Tokenizer doesn't respect combined_electra-large's max_length

rmalouf commented 11 months ago

Describe the bug When parsing a long text using the latest "combined_electra-large" model, I get the error:

Token indices sequence length is longer than the specified maximum sequence length for this
model (630 > 512). Running this sequence through the model will result in indexing errors
Exception in thread parse_chunks:
Traceback (most recent call last):
  File "/home1/malouf/.pyenv/versions/3.11.3/lib/python3.11/threading.py", line 1038, in 
_bootstrap_inner
    self.run()
  File "/home1/malouf/batch/treebank/threadpipe.py", line 113, in run
    for tag, result in zip(tags, self.function(items)):
  File "/home1/malouf/batch/treebank/parse.py", line 125, in parse_chunks
    for doc_id, doc in zip(
  File 
"/home1/malouf/.pyenv/versions/treebank/lib/python3.11/site-packages/stanza/pipeline/core.py", 
line 456, in stream
    batch = self.bulk_process(batch, *args, **kwargs)
            ^^^^^^^^^^^^^^^^^^^^^^^^^^^^^^^^^^^^^^^^^
  File 
"/home1/malouf/.pyenv/versions/treebank/lib/python3.11/site-packages/stanza/pipeline/core.py", 
line 433, in bulk_process
    return self.process(docs, *args, **kwargs)
           ^^^^^^^^^^^^^^^^^^^^^^^^^^^^^^^^^^^
  File 
"/home1/malouf/.pyenv/versions/treebank/lib/python3.11/site-packages/stanza/pipeline/core.py",
line 422, in process
    doc = process(doc)
          ^^^^^^^^^^^^
  File
"/home1/malouf/.pyenv/versions/treebank/lib/python3.11/site-packages/stanza/pipeline/processor.
py", line 258, in bulk_process
    self.process(combined_doc) # annotations are attached to sentence objects
    ^^^^^^^^^^^^^^^^^^^^^^^^^^
  File
"/home1/malouf/.pyenv/versions/treebank/lib/python3.11/site-packages/stanza/pipeline/pos_proces
sor.py", line 84, in process
    batch.doc.set([doc.UPOS, doc.XPOS, doc.FEATS], [y for x in preds for y in x])   
  File
"/home1/malouf/.pyenv/versions/treebank/lib/python3.11/site-packages/stanza/models/common/doc.p
y", line 254, in set
    assert (to_token and self.num_tokens == len(contents)) or self.num_words == len(contents),
\
                                                              ^^^^^^^^^^^^^^^^^^^^^^^^^^^^^^^
AssertionError: Contents must have the same length as the original file.

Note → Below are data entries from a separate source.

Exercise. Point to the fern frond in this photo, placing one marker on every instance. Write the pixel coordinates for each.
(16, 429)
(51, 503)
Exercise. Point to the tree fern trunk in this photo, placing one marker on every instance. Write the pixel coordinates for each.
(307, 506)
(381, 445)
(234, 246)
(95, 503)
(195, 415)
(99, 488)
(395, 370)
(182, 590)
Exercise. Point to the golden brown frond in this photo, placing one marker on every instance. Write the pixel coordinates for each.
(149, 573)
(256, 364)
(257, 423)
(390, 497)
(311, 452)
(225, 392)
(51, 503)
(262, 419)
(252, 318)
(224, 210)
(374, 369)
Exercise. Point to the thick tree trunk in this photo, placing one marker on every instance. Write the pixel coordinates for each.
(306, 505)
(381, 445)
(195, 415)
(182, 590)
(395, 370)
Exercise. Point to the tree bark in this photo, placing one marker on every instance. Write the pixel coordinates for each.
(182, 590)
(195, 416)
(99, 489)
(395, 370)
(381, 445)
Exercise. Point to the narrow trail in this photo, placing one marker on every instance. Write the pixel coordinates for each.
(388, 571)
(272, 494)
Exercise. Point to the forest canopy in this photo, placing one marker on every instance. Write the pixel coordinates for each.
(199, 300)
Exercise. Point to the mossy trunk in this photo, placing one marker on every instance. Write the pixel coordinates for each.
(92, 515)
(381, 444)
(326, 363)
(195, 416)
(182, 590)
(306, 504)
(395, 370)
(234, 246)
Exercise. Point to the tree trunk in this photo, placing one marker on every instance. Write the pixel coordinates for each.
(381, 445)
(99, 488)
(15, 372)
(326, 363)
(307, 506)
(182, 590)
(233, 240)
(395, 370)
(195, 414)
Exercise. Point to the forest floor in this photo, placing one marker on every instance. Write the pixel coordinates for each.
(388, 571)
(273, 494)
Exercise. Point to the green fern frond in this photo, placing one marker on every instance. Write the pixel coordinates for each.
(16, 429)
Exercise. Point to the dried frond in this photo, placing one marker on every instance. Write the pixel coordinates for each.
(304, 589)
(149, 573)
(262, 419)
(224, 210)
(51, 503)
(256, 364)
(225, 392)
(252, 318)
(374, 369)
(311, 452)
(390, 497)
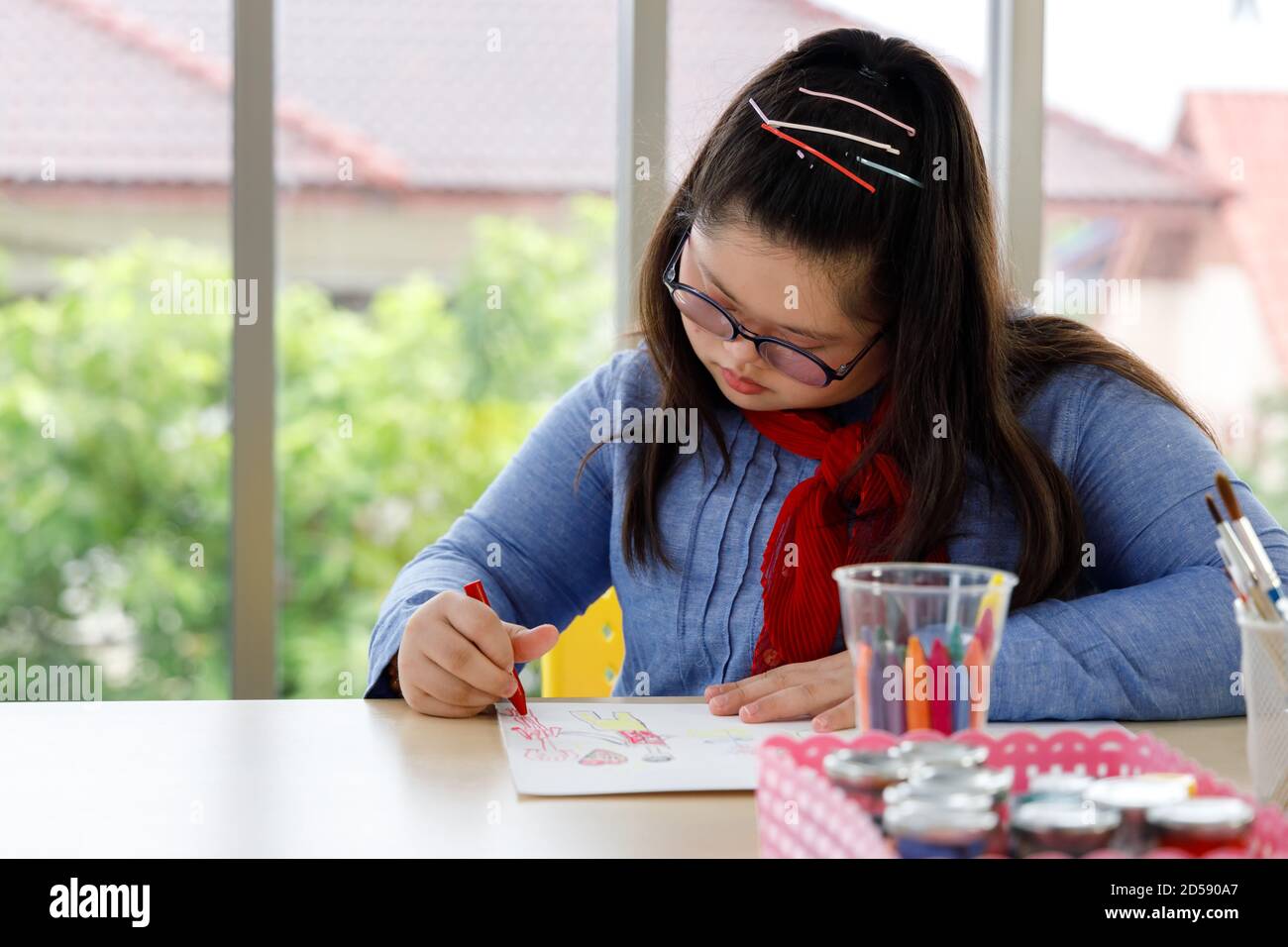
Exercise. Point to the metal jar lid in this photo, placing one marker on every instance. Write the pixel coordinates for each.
(1205, 815)
(943, 753)
(995, 784)
(1136, 792)
(938, 793)
(1059, 785)
(1065, 817)
(870, 770)
(936, 823)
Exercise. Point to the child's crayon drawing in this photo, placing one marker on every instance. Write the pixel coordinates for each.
(591, 749)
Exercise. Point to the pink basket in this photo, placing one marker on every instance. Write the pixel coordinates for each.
(804, 814)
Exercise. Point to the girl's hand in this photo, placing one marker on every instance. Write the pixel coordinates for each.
(823, 689)
(456, 655)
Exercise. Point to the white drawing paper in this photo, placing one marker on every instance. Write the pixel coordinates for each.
(570, 749)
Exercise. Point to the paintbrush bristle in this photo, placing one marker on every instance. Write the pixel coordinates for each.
(1232, 504)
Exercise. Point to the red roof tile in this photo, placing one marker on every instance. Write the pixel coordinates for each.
(410, 91)
(1241, 137)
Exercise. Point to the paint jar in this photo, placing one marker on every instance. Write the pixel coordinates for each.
(864, 775)
(1202, 823)
(1069, 826)
(1132, 796)
(957, 785)
(922, 639)
(923, 830)
(943, 754)
(1054, 788)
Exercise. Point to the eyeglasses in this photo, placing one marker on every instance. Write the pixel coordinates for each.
(708, 315)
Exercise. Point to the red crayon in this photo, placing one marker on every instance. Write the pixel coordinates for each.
(940, 710)
(518, 698)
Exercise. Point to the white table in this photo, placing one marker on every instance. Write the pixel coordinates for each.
(351, 777)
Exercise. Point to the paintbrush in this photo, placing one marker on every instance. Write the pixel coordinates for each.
(1239, 525)
(1241, 570)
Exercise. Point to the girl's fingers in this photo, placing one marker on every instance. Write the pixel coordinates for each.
(737, 694)
(459, 656)
(789, 703)
(838, 718)
(425, 702)
(481, 625)
(451, 689)
(532, 643)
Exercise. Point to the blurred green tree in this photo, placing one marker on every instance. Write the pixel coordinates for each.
(390, 421)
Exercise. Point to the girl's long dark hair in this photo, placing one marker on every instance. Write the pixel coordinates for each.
(923, 261)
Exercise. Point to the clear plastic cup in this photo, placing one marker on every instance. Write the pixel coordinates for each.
(1265, 693)
(922, 638)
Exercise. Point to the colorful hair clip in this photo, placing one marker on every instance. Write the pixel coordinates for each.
(910, 129)
(868, 72)
(769, 124)
(799, 144)
(890, 170)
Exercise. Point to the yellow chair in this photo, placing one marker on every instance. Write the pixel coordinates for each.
(589, 655)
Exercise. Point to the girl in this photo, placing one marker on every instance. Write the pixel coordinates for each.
(831, 309)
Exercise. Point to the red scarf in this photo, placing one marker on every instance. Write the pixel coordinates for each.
(802, 603)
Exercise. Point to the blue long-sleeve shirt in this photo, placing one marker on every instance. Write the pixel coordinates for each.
(1157, 638)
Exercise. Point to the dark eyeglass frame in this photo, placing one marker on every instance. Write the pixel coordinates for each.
(670, 278)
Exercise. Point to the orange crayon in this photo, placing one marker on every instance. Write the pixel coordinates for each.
(861, 692)
(917, 710)
(975, 659)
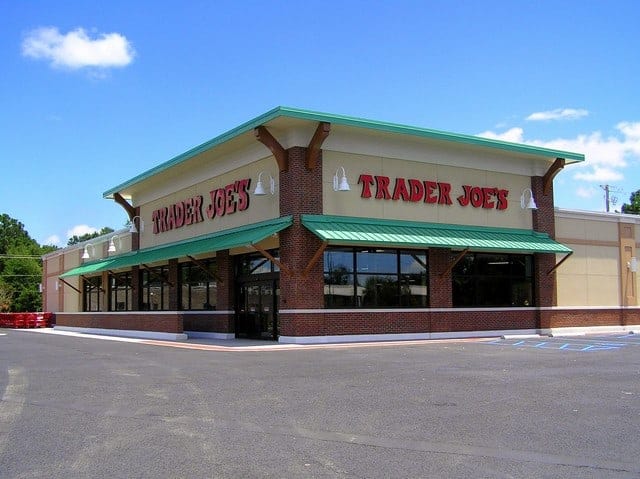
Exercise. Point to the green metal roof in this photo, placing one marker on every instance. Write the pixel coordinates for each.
(353, 122)
(244, 235)
(88, 268)
(344, 230)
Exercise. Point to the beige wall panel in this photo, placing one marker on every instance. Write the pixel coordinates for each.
(577, 262)
(601, 231)
(72, 299)
(260, 207)
(350, 203)
(572, 289)
(52, 294)
(603, 290)
(570, 228)
(602, 260)
(53, 265)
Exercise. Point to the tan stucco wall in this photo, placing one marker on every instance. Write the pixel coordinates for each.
(350, 203)
(596, 274)
(260, 207)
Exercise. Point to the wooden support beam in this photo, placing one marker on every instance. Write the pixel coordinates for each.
(547, 179)
(270, 257)
(99, 287)
(70, 285)
(455, 261)
(315, 258)
(157, 276)
(559, 263)
(131, 211)
(205, 269)
(267, 139)
(313, 150)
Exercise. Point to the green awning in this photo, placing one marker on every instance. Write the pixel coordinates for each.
(88, 268)
(228, 239)
(344, 230)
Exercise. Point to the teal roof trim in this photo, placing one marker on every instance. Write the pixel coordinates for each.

Environment (please complete the following information):

OS: MacOS 14.0
Python version: Python 3.11.3
Stanza version: 1.6.1 (and transformers 4.34.0)

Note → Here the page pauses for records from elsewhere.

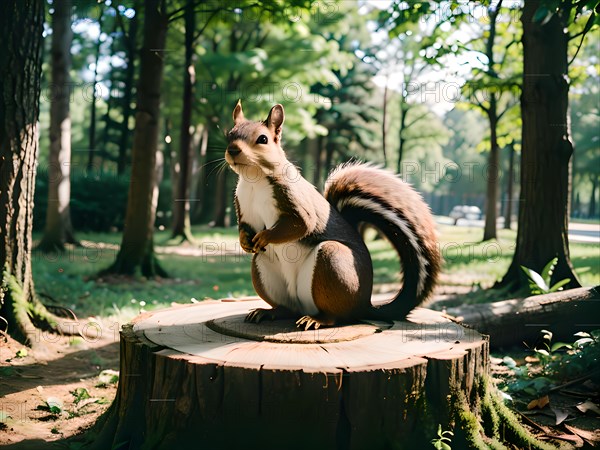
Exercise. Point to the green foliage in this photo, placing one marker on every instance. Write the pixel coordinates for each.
(107, 377)
(443, 440)
(540, 283)
(553, 363)
(53, 405)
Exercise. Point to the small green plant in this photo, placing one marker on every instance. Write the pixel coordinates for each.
(80, 394)
(53, 405)
(442, 442)
(540, 283)
(107, 377)
(554, 363)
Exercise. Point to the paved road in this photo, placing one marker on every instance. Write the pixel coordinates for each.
(578, 232)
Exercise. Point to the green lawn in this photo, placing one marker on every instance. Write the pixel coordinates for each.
(214, 270)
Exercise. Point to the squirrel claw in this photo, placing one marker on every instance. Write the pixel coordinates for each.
(258, 315)
(308, 322)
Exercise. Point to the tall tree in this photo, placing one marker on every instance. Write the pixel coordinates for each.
(181, 206)
(21, 26)
(546, 148)
(137, 246)
(93, 103)
(58, 229)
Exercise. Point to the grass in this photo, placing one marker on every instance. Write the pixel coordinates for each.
(214, 270)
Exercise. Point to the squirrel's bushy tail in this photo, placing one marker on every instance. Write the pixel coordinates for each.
(364, 193)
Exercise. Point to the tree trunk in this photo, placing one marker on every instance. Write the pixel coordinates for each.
(401, 140)
(200, 178)
(222, 200)
(318, 172)
(137, 246)
(59, 230)
(21, 27)
(181, 207)
(592, 207)
(92, 130)
(544, 203)
(384, 123)
(493, 172)
(205, 378)
(131, 46)
(509, 186)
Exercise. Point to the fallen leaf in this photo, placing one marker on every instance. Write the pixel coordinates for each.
(591, 436)
(588, 406)
(576, 440)
(561, 414)
(539, 402)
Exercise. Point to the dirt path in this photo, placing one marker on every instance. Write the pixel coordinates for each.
(74, 377)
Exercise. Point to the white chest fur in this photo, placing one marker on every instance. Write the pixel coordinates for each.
(257, 203)
(285, 269)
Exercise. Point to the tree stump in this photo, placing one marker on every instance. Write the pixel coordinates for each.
(198, 376)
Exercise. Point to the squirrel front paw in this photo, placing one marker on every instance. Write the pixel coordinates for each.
(260, 241)
(308, 322)
(246, 240)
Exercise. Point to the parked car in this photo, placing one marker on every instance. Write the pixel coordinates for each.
(465, 212)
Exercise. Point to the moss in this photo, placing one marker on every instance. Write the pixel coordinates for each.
(512, 430)
(26, 314)
(489, 424)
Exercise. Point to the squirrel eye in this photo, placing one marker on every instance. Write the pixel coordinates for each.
(262, 139)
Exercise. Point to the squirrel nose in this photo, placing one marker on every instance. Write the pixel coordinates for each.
(233, 151)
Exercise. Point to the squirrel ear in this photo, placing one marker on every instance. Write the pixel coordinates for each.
(238, 114)
(276, 118)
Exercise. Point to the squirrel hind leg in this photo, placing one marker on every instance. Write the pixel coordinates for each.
(277, 313)
(316, 322)
(341, 283)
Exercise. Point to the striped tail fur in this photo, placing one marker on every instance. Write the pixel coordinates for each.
(364, 193)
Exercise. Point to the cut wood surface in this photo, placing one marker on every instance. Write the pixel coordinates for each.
(199, 373)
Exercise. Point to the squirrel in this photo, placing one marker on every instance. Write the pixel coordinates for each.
(309, 259)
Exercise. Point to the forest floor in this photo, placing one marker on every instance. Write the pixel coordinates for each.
(47, 398)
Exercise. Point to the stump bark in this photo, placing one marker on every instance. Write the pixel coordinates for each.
(198, 376)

AngledLuffa commented 11 months ago

Yes, this is a known issue. We either need to use a transformer that allows a bigger window, or in some way combine representations to get decent results from a longer sentence. The biggest reason we can't simply use two consecutive iterations of the transformer is the second half of the sequence would treat a word in the middle of the sentence as the start of the sentence, considering the way the transformer positional encodings work.

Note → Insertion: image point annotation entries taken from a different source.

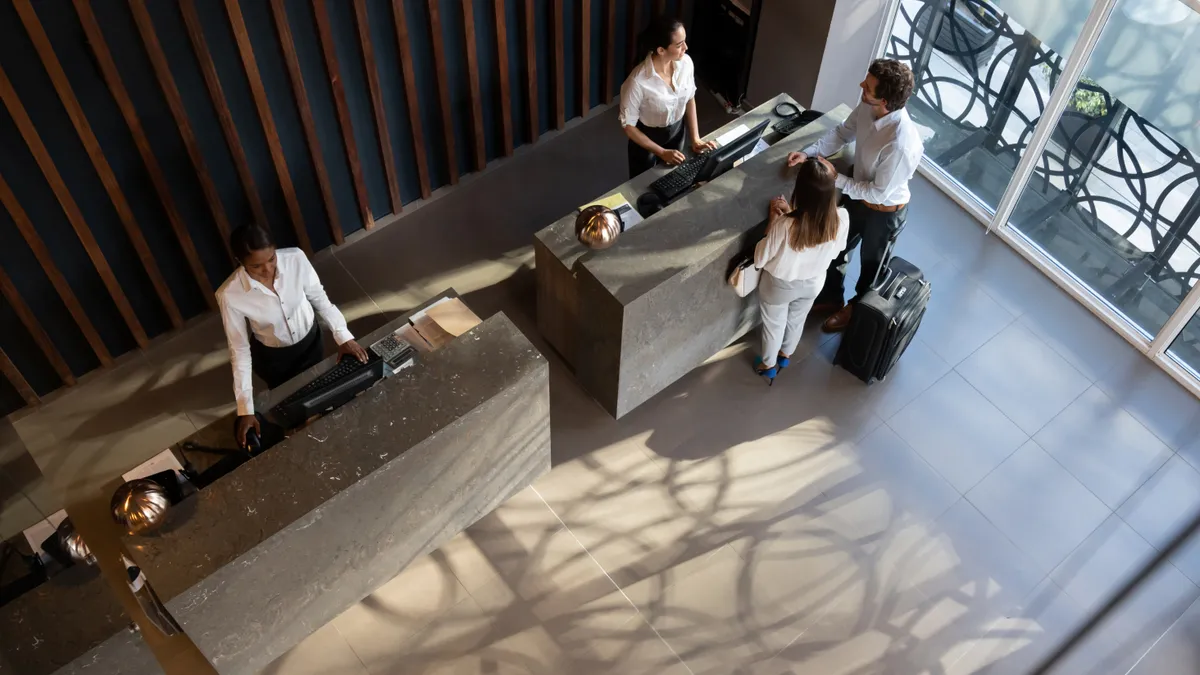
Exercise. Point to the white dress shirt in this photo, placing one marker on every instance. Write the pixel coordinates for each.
(277, 318)
(775, 255)
(887, 153)
(648, 99)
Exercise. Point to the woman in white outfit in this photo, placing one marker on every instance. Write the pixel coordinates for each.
(802, 238)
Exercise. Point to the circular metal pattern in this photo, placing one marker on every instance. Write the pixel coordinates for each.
(597, 227)
(139, 506)
(73, 544)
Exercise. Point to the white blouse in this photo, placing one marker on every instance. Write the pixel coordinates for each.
(775, 255)
(648, 99)
(276, 317)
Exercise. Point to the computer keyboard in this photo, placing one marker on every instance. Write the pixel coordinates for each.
(330, 389)
(681, 178)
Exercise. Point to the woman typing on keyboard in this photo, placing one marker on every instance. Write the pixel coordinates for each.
(658, 100)
(269, 308)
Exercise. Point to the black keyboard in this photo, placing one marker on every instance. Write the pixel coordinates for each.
(330, 389)
(681, 178)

We hope to address this by the end of the year, but there are several things in our task list which need handling. A simple enough stopgap might be to fall back to the non-transformer model for sentences which are too long. In the meantime, you might consider discarding sentences which are that long.

rmalouf commented 11 months ago

I'd be fine with truncating or discarding long sentences for now, but unfortunately I can't tell that they're too long until after the text is tokenized. Is there an easy built-in way to truncate sentences mid-pipeline, or will I need to add a custom processor?

AngledLuffa commented 11 months ago

I've got a rather high priority thing to work on today and tomorrow, but I can try to have a thing ready by Friday which at least avoids the crash

On Mon, Oct 9, 2023 at 12:13 PM Rob Malouf @.***> wrote:

I'd be fine with truncating or discarding long sentences for now, but unfortunately I can't tell that they're too long until after the text is tokenized. Is there an easy built-in way to truncate sentences mid-pipeline, or will I need to add a custom processor?

— Reply to this email directly, view it on GitHub https://github.com/stanfordnlp/stanza/issues/1294#issuecomment-1753538781, or unsubscribe https://github.com/notifications/unsubscribe-auth/AA2AYWJKOP7ZNKAJOPVIZ5DX6REEZAVCNFSM6AAAAAA5YFI4SWVHI2DSMVQWIX3LMV43OSLTON2WKQ3PNVWWK3TUHMYTONJTGUZTQNZYGE . You are receiving this because you commented.Message ID: @.***>

rmalouf commented 11 months ago

Thanks, that's very generous! But you can hold off -- I'll take a stab at it first and come back next week if I can't make it work.

BLKSerene commented 9 months ago

Hi, I also get this error. Any updates or workarounds on this?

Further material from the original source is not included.